IMPORTANT ASPECTS OF THE US ASSETS

BERMUDA LAW ISSUES

LLc Project agreements – change of control Provisions
The limited liability company agreements (each a project LLC 
Agreement) of the various project LLCs for the US Assets provide 
for two levels of membership interests: Class A and Class B. The 
Class B Members serve as the managing members of the company.

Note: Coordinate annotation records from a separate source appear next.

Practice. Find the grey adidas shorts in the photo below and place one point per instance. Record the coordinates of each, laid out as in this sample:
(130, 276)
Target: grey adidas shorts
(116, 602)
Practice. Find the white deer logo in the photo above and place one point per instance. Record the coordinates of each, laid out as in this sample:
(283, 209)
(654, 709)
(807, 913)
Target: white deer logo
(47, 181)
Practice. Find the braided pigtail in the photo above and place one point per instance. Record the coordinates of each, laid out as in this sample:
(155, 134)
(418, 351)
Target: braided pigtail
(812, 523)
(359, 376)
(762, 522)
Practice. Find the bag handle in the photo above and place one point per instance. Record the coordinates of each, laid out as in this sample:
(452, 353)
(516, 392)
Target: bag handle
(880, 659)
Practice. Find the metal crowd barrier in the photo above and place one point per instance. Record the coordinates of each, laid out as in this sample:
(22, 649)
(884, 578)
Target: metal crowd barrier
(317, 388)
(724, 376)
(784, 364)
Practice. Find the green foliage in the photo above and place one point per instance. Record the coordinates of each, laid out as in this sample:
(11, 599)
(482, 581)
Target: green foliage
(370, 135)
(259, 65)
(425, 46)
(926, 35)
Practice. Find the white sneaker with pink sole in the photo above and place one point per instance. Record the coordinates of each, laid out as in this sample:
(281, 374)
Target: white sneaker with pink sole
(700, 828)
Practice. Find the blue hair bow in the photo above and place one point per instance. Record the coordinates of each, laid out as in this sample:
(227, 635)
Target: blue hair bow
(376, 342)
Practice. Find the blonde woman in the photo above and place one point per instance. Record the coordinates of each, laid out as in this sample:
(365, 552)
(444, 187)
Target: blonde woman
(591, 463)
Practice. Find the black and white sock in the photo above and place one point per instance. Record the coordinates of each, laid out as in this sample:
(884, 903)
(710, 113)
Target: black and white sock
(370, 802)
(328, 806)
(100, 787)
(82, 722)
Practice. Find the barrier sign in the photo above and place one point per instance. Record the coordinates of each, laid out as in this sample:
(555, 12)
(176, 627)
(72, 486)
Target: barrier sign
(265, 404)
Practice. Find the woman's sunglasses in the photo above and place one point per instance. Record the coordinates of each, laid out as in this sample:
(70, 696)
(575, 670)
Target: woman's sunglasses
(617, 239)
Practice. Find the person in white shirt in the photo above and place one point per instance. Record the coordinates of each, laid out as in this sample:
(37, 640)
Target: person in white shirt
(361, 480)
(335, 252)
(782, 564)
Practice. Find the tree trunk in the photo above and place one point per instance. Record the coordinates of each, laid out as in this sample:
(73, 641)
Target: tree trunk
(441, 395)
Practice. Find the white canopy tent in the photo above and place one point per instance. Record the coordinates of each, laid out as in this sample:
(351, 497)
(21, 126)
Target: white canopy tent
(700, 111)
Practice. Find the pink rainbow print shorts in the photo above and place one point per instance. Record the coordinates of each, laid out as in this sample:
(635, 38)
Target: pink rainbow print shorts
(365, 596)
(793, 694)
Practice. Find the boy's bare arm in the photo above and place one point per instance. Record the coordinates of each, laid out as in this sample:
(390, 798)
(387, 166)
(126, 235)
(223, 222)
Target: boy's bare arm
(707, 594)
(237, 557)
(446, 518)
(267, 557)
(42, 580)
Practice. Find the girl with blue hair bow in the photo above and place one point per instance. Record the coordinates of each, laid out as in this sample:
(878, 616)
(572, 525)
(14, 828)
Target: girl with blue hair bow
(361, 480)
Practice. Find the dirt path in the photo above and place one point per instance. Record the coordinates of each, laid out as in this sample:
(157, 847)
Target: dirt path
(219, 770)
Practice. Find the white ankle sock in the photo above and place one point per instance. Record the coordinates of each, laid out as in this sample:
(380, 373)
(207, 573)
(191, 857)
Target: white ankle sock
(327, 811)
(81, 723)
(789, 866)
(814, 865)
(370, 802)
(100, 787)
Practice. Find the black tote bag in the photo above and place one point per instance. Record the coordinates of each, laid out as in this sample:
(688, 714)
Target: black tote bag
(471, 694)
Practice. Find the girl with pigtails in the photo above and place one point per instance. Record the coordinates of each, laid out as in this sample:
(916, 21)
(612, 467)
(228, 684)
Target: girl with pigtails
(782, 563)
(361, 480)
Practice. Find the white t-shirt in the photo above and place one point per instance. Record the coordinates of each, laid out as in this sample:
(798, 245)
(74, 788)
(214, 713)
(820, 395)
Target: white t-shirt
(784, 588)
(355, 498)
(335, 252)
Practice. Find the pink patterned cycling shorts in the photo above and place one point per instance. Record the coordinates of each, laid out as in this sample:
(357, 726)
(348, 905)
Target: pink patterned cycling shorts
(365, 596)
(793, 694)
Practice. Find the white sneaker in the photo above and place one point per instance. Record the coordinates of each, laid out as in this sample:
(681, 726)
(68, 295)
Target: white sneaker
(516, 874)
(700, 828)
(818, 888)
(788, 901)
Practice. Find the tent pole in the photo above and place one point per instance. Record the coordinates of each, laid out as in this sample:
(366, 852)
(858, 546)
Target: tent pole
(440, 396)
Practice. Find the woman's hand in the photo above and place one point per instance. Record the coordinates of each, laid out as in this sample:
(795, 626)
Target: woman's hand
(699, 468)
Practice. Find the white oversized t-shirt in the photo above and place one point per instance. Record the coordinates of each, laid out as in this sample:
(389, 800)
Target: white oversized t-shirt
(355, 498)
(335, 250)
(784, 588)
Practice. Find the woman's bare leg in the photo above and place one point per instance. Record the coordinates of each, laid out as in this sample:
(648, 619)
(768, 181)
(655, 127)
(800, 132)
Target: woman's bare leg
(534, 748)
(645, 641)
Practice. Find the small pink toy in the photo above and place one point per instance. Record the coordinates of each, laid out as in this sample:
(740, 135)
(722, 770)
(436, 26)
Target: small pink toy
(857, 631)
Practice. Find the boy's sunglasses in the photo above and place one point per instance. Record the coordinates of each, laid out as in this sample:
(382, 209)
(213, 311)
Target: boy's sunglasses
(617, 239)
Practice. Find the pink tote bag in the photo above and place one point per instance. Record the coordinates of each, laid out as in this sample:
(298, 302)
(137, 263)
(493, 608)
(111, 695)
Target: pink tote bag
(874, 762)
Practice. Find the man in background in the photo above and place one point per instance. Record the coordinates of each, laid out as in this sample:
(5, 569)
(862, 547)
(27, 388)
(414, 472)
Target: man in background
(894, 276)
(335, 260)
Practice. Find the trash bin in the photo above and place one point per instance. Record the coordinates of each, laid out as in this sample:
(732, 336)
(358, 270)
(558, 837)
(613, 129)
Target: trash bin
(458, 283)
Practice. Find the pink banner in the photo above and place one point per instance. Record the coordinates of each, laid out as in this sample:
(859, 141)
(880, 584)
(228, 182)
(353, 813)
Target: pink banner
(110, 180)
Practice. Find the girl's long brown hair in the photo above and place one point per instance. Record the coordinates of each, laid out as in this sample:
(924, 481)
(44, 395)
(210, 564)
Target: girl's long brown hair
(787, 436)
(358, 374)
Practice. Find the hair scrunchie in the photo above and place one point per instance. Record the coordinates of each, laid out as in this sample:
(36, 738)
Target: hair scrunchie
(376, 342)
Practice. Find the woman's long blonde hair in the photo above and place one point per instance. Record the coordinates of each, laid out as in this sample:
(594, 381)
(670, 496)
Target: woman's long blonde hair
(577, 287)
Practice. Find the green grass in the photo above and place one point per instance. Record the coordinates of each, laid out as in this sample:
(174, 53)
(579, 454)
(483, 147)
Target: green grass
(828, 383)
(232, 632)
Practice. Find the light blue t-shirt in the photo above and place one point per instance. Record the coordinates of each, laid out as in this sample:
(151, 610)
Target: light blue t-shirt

The managing members have control over and manage the affairs 
of the project LLC, but the consent of the Class A Members is 
required for certain material actions to be taken by the project LLC 
(such as the incurrence of debt, sale of material assets, mergers, 
acquisitions, sale of the project LLC or other similar actions). 
Transfers of membership interests are permitted subject to (a) 
a right of first bid procedure for the benefit of non-transferring 
members, (b) a prohibition against transfers to certain disqualified 
transferees (such as competitors of the project LLC), (c) prior to the 
Reallocation Date, transfers of Class B interests require consent of 
a designated super-majority of the Class A interests, and (d) Class 
A interests may be transferred after ten years if the Reallocation 
Date has not been reached and distributions have failed to 
exceed the sum of the Class B Members’ capital contributions.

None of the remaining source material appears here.